In another major boost to the world, major airlines have announced the resumption of the much in demand mountain flights, which draw lakhs of tourists annually.

In a notice on Thursday, the Immigration Department of Nepal said foreign travelers to Nepal can obtain visas on arrival at Tribhuvan International Airport, Kathmandu, and other entry points, including buses from neighboring India if the applicants have received both doses of the COVID-19 vaccine at least 14 days before.

Further, the travelers are required to point out documents attesting that they need tested negative for coronavirus during a test (anyone among RT-PCR/Gene Expert/ True NAAT tests) conducted at the most 72 hours before arrival which they need pre-booked hotel arrangements.
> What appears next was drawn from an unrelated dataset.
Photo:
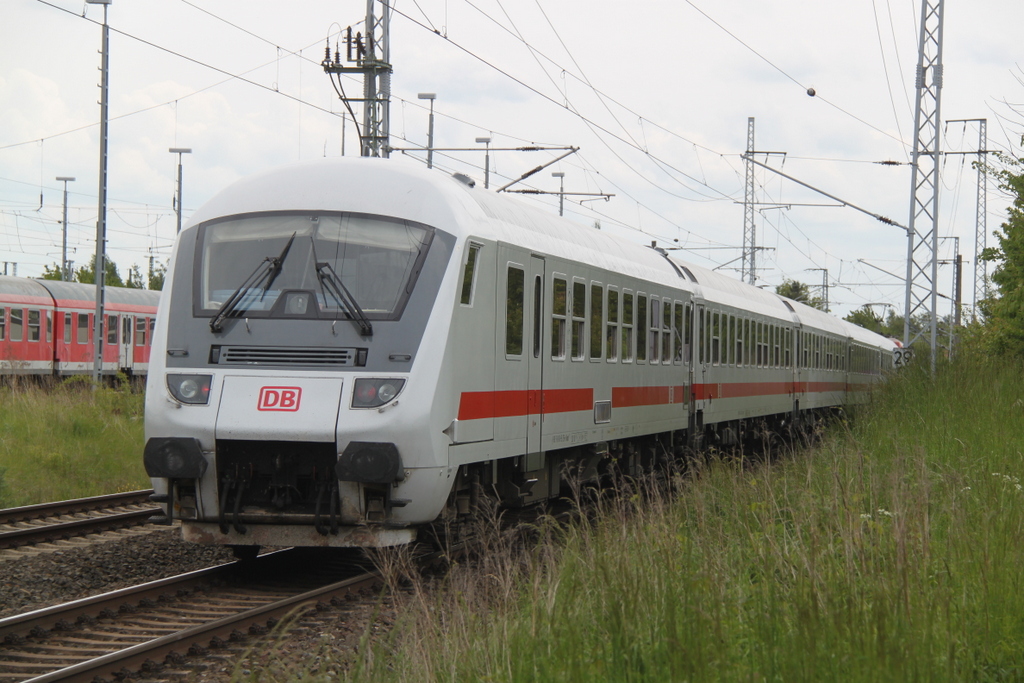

If travelers intend on collecting visas from Nepali embassies abroad, they’re also required to complete the vaccination beforehand.

Unvaccinated travelers will need to undergo 10 days of quarantine, according to the notice.

The announcement comes as Nepal’s COVID-19 outbreak considerably eased within the past few months, daily virus cases which were ranging upwards of 8,000 in late April and should, have come down within the 100s in September.

Meanwhile, the 2 main airlines operating mountain flights have said plans are on to extend the frequency.

The one-hour mountain flight takes passengers to a height of about 25,000 ft on either side of Mt Everest, it’s one of the most sought-after attractions within the Himalayan nation.

Yeti Airlines, which stopped mountain flights, said services will begin from next Sunday.

Buddha Air is presently operating mountain flights only on Saturdays, however, its marketing manager Rupesh Joshi said more flights are going to be operated from next week.

Nepal, which hosts eight of 14 highest peaks within the world, is severely dependent on its tourism sector.

The Himalayan nation recorded just 230,085 foreign footfalls in 2020, a dip of over 80 percent compared to 2019.